Kurumsal Mutluluk Sağlanabilir Mi?
Mutlu olmak tarih boyunca insanın en önemli yaşam amaçlarından birisi olmuştur. Daha iyi bir eğitim almak, iyi bir işe sahip olmak, iyi bir aile kurmak, iyi para kazanmak gibi istekler ve ihtiyaçlar eşittir mutluluk olarak algılanmıştır. Mutluluğun ortak bir tanımı olmasa da TDK mutluluğu; bütün özlemlere eksiksiz ve sürekli olarak ulaşılmaktan duyulan kıvanç, saadet, bahtiyarlık olarak tanımlamıştır(TDK, 2021).
Mutluluk kavramı, kurumlar için de uzun yıllardır önemli bir çalışma ve stratejik çaba gerektiren bir alan olarak görülmektedir.
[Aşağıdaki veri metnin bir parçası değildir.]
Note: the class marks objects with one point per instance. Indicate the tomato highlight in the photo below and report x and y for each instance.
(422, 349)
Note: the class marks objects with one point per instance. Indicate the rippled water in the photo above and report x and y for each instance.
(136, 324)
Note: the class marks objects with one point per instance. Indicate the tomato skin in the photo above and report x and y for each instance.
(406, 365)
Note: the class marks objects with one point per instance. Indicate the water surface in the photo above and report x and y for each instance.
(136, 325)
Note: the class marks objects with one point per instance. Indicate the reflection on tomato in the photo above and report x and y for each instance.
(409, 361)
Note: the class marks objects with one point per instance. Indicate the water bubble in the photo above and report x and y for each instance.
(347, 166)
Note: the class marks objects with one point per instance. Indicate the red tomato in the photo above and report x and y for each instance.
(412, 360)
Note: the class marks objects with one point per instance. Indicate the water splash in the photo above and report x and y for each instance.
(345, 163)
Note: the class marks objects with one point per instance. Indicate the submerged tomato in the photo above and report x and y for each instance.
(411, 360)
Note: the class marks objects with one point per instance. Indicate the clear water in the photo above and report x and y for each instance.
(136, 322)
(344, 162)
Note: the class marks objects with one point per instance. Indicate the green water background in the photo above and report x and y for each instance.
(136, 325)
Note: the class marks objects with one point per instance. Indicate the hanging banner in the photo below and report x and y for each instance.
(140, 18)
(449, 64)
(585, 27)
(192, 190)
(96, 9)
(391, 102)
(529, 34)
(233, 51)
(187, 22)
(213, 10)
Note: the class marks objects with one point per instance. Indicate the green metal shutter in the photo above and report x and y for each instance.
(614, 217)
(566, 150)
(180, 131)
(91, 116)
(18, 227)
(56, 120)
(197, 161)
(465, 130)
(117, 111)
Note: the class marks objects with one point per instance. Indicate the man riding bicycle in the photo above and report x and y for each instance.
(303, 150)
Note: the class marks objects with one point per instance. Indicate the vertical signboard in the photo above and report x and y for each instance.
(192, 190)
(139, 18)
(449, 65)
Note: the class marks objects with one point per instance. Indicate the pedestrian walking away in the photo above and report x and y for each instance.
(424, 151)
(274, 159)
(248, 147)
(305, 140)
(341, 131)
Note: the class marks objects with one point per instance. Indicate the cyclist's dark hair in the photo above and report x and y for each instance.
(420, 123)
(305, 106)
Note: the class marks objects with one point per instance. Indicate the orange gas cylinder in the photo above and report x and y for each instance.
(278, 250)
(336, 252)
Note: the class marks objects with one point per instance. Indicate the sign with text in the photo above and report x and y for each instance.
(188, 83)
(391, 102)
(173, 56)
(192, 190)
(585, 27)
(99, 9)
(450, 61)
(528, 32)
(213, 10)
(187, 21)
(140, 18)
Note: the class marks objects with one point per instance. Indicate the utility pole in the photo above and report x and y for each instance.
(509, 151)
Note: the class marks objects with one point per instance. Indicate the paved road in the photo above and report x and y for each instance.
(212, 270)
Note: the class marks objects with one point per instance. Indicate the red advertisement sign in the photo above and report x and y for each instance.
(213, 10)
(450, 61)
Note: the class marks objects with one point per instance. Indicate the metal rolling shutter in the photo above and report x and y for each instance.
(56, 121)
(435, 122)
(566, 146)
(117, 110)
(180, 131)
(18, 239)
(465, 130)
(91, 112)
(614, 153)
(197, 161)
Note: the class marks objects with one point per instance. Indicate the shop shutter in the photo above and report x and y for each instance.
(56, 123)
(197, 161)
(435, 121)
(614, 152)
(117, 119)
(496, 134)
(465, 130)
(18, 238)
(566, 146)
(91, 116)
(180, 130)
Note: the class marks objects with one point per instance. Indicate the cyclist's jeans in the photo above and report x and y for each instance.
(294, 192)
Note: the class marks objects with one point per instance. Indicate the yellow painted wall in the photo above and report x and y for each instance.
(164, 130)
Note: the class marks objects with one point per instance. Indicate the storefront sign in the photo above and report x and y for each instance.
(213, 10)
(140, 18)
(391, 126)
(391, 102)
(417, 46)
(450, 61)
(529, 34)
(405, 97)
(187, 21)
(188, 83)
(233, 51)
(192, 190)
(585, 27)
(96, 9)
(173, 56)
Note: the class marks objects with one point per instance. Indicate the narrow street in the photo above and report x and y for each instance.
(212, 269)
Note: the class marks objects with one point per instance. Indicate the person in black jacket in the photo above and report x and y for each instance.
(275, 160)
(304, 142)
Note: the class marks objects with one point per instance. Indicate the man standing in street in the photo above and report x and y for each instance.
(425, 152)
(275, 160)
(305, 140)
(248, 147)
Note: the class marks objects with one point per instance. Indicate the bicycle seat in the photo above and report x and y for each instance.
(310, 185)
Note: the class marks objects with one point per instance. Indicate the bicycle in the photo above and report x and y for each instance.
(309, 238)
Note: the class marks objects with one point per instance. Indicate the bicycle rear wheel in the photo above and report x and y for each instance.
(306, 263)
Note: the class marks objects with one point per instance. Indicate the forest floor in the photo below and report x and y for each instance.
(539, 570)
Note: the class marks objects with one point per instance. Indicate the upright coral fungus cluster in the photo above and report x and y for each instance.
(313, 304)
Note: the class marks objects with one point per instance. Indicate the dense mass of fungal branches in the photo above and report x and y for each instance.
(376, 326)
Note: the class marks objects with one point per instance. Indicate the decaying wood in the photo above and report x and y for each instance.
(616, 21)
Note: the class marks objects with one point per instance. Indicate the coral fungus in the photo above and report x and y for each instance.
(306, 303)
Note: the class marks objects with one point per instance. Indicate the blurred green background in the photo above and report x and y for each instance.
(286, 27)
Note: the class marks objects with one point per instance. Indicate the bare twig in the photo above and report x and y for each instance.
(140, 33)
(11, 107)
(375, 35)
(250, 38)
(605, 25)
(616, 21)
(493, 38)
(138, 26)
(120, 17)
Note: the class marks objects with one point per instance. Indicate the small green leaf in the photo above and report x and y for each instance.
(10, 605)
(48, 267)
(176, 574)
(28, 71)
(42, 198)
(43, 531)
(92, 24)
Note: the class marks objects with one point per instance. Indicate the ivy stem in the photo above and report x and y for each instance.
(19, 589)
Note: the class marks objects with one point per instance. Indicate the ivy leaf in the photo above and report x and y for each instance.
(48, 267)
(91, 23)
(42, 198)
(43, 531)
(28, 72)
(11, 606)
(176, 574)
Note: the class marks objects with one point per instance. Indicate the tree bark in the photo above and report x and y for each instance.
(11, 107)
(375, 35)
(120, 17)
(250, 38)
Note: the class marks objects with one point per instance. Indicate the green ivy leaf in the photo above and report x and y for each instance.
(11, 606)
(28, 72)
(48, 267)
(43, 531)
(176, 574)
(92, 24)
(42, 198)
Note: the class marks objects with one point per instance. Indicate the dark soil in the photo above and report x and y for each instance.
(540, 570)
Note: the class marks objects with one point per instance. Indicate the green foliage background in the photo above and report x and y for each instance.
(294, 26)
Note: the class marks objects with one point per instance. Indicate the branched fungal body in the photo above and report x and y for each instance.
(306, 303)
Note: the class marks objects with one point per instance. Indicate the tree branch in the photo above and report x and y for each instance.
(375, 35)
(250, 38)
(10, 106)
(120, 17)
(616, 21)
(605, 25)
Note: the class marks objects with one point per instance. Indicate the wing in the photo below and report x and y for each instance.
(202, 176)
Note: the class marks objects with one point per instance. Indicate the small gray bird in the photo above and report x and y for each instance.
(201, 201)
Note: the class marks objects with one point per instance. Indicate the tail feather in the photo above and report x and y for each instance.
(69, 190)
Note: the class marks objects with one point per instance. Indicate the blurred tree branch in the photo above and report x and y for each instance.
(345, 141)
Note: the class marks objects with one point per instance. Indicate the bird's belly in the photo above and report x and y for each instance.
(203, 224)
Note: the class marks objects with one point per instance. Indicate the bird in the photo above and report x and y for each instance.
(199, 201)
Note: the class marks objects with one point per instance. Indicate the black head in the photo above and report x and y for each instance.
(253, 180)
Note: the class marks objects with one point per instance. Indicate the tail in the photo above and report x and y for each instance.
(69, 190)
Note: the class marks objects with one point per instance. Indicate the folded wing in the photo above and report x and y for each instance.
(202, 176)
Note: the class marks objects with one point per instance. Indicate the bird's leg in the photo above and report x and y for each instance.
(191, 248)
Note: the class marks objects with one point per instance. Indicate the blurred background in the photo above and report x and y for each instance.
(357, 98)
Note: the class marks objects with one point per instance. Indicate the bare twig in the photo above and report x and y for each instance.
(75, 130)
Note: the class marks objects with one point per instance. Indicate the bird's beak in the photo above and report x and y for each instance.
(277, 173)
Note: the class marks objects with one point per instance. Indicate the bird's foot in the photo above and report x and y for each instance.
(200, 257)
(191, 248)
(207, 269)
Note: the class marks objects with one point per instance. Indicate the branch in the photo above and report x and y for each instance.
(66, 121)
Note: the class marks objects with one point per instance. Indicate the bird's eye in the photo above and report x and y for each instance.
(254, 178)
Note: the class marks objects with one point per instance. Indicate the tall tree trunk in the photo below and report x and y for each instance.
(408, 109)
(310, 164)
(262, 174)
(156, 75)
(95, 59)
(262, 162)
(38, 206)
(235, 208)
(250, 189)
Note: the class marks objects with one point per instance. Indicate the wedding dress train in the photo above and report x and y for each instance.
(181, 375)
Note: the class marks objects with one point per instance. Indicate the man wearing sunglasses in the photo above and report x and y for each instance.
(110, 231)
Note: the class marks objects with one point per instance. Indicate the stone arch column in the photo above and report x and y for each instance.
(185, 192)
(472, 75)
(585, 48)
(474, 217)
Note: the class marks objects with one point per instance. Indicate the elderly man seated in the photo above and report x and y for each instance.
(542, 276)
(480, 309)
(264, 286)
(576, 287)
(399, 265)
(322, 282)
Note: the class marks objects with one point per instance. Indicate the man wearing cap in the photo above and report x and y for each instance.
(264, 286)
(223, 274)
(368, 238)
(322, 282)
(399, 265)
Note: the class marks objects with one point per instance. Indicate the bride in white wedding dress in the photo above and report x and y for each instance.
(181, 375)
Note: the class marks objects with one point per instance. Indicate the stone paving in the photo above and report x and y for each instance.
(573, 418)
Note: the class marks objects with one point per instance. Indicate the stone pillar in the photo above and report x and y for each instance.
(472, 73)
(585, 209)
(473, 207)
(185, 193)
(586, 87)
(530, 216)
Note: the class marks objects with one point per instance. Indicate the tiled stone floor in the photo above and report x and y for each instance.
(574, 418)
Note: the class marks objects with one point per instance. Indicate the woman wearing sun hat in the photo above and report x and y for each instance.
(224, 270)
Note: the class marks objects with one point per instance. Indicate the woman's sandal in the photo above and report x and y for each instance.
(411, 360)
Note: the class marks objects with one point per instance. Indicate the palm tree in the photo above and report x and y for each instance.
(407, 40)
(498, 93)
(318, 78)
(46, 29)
Çalışan bağlılığı, yeteneği kazanmak ve elde tutmak gibi kavramların öneminin artmasıyla birlikte şirketlerin işveren markaları yönetimlerinde; çalışanların ve ailelerinin psikolojik, fiziksel ve ekonomik rahatlıkları, esenlikleri ve mutlulukları en önemli önceliklerden birisi olarak yansımaktadır. Değişen çalışan önceliklerine baktığımızda yapılan birçok araştırmada baz ücret ve yan haklar gibi ekonomik faydalar ilk sıralarda yer alsa da, esnek çalışma, iyi olma halini (wellbeing) destekleyen çalışma ortamı, ekip arkadaşlarıyla iyi iletişim, yönetici ile güvene dayalı ilişkiler gibi temelinde kendini mutlu ve güvende hissetme beklentisi de önceki yıllara göre önemli derecede artmıştır. Kurumlar çalışılacak en iyi yer olmak isterken, çalışanların da şirket tercihlerini ve şirkette kalma kararların etkileyen en önemli faktörlerden birisi kurum içerisinde mutlu olup olmadığıyla ilgilidir. Kurumsal mutluluk hem çalışan hem de işveren için oldukça stratejik ve önem taşıyan bir konu. Çünkü çalışan kurumda kendini ne kadar fazla mutlu hissederse şirkete bağlılık ve verimliliği de doğru orantılı olarak yüksek olmaktadır. iOpener Institute UK tarafından dünya çapında gerçekleştirilen altı yıllık bir çalışma, mutlu çalışanların, daha az mutluluk hisseden iş arkadaşlarına göre %47 daha fazla işiyle ilgilendiklerini ve %25 daha verimli olduklarını belirtmektedir. Bu nedenle şirketlerin kurumsal mutluluğu arttıracak adımlar atması gerekmektedir, peki nasıl?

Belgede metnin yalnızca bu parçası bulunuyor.